This week the Center for Data Innovation held a panel discussion on “Data for Social Justice: The Impact of Data on Underserved Communities” to discuss how data can be used to better address the needs of underserved communities across different fields, such as health care and education. The panel featured Samir Goswami, the director of Government Professional Solutions at research firm LexisNexis; Linda Loubert, an affiliate researcher at Morgan State University’s Institute for Urban Research; Nicol Turner-Lee, the vice president and chief research & policy officer at the Minority Media and Telecommunications Council; Christopher Wolf, co-chair of the nonprofit Future of Privacy Forum think tank and national civil rights chair of nonprofit civil rights group the Anti-Defamation League; and Christopher Wood, executive director of research and advocacy nonprofit the Lesbian, Gay, Bisexual, and Transgender (LGBT) Technology Partnership & Institute.
First, the panelists discussed some of their favorite examples of how data can be used to promote social justice. Wolf discussed using data to identify discrimination. Specifically, he pointed to research from the Urban Institute that used Department of Education data to identify school segregation and the National School Board’s work using data to identify racial disparities in students pushed out of school by suspensions. Wood argued that the LGBT community has not been adequately counted in official statistics such as the Census and that better data is needed to understand the needs of the LGBT community. Goswami stressed that while big data analysis is a useful tool, political will is required to actually make use of insights that analysis generates. For example, he helped conduct a survey of homeless youth in Chicago with the Chicago Coalition for the Homeless, which found that the number of homeless youth far exceeded the number of beds available in local shelters. However, more than a decade after the research was published, the city has only marginally increased its supply of beds. Goswami also spoke about his experience working for Amnesty International and partnering with DataKind and Purdue University to use paper records on human rights violations to predict emerging hotspots of violations.
Next, the panelists turned specifically to data in education and health care. Wolf stressed the need for better communication around data use in these areas, citing public pushback on initiatives such as the Common Core curriculum standard and the now defunct InBloom education data consolidation nonprofit. Wolf also mentioned the importance of data de-identification in contexts where personal information is being shared, noting that organizations can also use contractual approaches to ensure data holders do not re-identify individuals. Turner-Lee mentioned that employer-sponsored fitness programs that use connected health devices have lowered premiums for employees. Wood suggested using data to investigate socioeconomic issues associated with community college dropout rates and improve student retention. Loubert stressed that social researchers are having difficulty putting big data to use and that more coordination in this area could help produce more data-driven insights.

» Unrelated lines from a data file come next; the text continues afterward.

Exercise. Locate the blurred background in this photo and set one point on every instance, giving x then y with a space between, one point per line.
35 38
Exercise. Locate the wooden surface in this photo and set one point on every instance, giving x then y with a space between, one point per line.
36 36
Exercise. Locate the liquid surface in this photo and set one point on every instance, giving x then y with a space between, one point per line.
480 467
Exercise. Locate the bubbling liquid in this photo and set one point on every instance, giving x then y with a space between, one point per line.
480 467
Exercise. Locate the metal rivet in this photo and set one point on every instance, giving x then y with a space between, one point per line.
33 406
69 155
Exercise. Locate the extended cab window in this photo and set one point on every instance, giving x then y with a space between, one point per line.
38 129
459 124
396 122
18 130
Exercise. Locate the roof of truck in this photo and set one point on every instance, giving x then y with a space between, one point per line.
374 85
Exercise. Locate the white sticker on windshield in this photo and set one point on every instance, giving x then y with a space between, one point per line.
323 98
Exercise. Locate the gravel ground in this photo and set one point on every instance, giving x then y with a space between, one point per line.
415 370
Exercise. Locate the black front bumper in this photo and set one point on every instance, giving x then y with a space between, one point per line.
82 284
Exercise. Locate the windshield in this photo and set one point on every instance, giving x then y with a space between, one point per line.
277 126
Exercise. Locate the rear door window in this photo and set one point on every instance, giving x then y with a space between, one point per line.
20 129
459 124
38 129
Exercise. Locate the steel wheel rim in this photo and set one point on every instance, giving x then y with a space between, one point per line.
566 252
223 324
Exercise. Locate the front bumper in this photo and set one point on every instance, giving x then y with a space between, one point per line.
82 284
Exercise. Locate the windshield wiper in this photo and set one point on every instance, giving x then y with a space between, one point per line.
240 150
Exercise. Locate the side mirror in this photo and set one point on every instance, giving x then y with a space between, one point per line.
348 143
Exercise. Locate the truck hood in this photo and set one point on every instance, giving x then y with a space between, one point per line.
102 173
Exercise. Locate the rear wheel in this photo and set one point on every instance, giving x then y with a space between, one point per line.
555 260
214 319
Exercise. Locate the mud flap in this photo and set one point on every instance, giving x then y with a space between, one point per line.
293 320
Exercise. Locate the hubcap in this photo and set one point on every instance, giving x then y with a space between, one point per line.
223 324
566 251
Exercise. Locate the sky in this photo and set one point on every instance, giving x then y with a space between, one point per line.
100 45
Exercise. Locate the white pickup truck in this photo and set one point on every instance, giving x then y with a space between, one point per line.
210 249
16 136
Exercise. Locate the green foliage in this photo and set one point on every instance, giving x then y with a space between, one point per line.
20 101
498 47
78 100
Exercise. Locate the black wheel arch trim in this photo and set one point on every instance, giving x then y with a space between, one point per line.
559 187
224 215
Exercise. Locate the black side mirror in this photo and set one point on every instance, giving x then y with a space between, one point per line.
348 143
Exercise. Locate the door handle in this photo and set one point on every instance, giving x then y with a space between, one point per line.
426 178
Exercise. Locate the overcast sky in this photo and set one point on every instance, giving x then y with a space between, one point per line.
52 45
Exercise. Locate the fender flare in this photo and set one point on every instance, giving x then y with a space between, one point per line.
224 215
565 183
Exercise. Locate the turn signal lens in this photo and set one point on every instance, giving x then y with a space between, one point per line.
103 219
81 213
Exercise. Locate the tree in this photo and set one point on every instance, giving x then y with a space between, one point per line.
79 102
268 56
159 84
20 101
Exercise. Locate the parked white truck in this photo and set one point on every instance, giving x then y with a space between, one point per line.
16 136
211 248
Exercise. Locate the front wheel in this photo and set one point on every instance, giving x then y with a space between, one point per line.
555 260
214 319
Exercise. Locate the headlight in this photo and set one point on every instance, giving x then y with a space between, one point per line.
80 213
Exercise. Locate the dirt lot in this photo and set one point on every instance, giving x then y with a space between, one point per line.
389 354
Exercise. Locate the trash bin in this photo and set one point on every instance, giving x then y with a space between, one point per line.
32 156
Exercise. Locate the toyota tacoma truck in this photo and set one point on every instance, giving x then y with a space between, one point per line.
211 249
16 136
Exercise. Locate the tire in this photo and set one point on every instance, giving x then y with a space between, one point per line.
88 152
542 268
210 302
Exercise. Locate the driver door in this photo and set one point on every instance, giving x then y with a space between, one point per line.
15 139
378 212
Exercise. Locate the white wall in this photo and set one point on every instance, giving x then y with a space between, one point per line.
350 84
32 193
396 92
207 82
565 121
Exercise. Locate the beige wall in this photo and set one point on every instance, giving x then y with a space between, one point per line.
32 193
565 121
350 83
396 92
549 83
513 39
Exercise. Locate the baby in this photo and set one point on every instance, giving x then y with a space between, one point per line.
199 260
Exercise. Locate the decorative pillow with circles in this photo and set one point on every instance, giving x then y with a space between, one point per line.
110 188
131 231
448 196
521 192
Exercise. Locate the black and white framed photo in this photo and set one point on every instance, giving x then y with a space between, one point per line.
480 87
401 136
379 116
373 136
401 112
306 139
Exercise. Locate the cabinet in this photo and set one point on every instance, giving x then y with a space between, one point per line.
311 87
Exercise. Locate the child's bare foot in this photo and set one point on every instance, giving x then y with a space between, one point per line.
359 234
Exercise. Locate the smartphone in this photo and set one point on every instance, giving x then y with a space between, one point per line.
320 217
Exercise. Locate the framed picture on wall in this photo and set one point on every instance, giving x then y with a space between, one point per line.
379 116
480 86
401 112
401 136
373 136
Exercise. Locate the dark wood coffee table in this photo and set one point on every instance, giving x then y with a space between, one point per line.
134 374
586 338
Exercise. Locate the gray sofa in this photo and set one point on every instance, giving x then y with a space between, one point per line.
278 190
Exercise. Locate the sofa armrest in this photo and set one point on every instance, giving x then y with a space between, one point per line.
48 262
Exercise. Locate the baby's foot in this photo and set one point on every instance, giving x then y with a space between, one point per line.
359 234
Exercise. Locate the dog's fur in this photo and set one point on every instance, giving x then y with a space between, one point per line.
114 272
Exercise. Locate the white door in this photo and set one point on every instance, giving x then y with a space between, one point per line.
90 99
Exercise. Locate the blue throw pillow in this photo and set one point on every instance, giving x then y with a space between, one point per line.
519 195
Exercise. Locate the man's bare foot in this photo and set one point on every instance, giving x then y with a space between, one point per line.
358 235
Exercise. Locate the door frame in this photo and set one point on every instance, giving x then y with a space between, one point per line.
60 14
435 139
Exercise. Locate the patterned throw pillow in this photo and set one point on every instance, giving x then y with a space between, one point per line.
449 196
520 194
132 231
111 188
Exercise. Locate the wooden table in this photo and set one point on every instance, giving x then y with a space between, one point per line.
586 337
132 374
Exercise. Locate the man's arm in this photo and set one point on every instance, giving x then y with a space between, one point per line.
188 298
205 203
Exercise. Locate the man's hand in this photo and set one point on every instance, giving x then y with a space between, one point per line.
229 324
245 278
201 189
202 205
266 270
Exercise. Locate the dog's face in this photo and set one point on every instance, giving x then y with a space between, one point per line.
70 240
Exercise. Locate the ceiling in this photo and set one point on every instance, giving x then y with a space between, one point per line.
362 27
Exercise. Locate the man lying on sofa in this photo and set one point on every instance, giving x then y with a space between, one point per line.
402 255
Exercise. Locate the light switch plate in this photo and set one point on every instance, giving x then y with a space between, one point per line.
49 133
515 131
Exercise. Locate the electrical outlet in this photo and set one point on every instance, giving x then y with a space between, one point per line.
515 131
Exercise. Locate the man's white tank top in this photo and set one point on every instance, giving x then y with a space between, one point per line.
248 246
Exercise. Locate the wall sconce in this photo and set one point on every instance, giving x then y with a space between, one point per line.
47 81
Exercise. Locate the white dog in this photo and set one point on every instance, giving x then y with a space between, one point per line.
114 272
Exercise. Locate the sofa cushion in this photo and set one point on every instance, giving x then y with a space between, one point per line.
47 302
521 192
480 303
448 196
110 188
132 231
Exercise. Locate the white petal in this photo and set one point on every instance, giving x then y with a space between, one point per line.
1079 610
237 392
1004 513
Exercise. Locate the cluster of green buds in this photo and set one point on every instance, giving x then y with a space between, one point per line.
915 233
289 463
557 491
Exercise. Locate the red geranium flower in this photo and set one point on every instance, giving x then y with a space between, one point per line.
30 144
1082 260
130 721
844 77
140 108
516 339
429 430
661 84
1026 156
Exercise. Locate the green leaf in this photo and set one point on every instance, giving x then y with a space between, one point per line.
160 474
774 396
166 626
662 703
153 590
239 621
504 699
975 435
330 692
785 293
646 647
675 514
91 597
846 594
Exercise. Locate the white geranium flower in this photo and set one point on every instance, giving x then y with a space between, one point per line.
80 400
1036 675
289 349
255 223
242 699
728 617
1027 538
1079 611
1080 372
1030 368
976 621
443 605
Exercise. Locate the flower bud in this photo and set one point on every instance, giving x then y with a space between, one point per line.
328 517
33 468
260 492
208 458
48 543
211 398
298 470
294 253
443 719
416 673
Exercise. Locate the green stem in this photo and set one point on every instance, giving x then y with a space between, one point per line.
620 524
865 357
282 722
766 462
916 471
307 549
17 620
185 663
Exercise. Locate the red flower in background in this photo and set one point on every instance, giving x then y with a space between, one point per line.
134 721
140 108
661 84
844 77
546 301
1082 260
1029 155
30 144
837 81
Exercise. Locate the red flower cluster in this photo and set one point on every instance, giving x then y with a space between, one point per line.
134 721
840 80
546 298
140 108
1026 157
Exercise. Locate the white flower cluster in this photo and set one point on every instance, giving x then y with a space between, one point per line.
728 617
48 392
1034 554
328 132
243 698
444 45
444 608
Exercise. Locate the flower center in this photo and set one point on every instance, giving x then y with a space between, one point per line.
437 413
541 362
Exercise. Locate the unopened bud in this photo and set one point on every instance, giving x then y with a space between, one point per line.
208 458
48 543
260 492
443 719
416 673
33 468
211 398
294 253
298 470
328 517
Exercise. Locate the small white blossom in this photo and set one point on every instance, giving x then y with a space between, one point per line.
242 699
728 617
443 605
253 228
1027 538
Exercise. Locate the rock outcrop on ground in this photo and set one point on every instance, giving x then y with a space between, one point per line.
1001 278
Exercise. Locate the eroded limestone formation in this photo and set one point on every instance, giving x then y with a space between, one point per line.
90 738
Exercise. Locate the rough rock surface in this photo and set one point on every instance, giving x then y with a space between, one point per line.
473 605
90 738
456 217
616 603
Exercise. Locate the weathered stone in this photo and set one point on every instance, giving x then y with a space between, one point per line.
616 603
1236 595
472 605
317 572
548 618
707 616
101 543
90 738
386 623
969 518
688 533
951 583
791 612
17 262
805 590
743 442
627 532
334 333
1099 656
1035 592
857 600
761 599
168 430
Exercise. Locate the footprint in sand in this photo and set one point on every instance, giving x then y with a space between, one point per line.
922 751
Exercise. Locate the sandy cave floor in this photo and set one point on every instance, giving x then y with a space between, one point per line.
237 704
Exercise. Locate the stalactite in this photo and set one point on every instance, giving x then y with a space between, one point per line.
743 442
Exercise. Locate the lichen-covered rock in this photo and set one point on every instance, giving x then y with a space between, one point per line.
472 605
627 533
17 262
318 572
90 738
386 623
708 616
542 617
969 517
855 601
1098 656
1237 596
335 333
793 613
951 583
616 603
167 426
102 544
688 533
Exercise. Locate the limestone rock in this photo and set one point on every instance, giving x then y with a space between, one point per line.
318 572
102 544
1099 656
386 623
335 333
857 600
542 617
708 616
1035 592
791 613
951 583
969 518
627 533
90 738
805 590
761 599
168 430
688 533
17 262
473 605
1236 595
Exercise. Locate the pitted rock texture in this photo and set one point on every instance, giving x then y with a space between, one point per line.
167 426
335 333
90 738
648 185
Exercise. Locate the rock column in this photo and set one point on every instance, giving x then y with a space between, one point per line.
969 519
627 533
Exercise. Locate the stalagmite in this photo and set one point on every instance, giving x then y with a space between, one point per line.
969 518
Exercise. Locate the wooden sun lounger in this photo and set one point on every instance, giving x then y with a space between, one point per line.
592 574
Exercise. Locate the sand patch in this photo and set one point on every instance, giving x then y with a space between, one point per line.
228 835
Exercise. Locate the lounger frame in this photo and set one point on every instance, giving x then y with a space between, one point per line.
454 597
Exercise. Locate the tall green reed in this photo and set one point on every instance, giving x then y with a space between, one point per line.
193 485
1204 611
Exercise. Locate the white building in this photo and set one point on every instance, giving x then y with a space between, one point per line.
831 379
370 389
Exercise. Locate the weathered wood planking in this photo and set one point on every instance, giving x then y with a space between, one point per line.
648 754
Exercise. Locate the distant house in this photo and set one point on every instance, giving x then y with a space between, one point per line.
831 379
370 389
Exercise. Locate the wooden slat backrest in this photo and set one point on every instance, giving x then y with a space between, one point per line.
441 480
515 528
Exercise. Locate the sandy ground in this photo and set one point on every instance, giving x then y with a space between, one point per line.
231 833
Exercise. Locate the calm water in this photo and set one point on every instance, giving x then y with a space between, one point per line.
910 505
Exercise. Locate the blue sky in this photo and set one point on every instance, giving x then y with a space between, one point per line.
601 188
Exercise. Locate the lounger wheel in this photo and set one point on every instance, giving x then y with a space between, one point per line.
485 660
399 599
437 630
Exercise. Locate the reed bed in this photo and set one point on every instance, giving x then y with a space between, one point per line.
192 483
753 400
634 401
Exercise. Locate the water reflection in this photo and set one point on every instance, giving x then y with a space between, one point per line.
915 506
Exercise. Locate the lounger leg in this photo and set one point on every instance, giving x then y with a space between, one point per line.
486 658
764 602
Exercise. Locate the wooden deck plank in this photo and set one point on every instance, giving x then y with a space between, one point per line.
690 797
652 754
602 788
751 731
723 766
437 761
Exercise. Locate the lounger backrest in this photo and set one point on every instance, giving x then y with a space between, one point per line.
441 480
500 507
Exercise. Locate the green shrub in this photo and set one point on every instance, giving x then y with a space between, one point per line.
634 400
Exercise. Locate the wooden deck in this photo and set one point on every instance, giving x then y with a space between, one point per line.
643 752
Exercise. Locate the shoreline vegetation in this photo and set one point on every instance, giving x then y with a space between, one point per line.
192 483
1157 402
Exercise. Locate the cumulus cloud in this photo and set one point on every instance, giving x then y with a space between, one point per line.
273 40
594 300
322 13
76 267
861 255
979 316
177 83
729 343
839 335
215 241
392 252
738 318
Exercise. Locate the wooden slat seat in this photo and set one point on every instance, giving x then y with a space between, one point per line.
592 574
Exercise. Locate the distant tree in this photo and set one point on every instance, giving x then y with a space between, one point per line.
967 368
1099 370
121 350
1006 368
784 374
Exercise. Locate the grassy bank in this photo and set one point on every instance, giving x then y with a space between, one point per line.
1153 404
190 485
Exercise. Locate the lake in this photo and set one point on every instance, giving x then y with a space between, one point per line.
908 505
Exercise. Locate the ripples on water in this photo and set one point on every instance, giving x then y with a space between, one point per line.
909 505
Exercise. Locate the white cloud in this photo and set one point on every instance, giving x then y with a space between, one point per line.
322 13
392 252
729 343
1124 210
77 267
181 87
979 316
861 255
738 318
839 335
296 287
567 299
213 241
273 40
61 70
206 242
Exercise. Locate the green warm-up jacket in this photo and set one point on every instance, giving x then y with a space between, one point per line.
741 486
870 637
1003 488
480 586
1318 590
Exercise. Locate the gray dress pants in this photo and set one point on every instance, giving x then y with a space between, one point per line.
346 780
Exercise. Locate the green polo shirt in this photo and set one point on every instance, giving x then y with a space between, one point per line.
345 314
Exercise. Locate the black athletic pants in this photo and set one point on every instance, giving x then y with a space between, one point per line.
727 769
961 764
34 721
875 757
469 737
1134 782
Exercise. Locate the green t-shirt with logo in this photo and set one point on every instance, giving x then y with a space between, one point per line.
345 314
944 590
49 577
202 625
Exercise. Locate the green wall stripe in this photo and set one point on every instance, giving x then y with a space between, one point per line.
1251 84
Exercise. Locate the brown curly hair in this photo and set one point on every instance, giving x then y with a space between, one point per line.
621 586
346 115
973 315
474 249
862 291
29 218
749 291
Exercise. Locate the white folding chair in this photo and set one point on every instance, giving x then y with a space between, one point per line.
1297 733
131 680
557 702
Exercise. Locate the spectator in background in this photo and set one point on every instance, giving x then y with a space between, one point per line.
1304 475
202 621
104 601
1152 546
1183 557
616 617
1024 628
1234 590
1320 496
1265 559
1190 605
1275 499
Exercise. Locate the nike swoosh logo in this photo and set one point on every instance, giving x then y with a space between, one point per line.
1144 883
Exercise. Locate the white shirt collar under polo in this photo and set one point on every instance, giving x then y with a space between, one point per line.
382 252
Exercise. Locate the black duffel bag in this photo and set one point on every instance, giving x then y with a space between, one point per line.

Finally, the panelists discussed how policymakers can help close the “data divide,” the social and economic inequalities that may result from a lack of collection or use of data about individuals or communities. Turner said she is encouraged by Apple’s recent announcement of Apple Pay, a mobile banking app that will come with the new iPhone 6 models, because most people of color carry cell phones and access to such an app could help democratize banking. Wood and Wolf agreed that policies that limit data-driven innovation could widen the divide. Goswami urged the audience to consider the data divide in developing countries as well.
The wide range of examples the panelists drew from underscores the fact that data can be a force for social justice across multiple fields and industries. The panelists agreed that it was a good thing that government agencies have begun thinking through the relationship between data and social justice, but that much more needs to be done, particularly on the data collection side, to better meet the needs of underrepresented groups.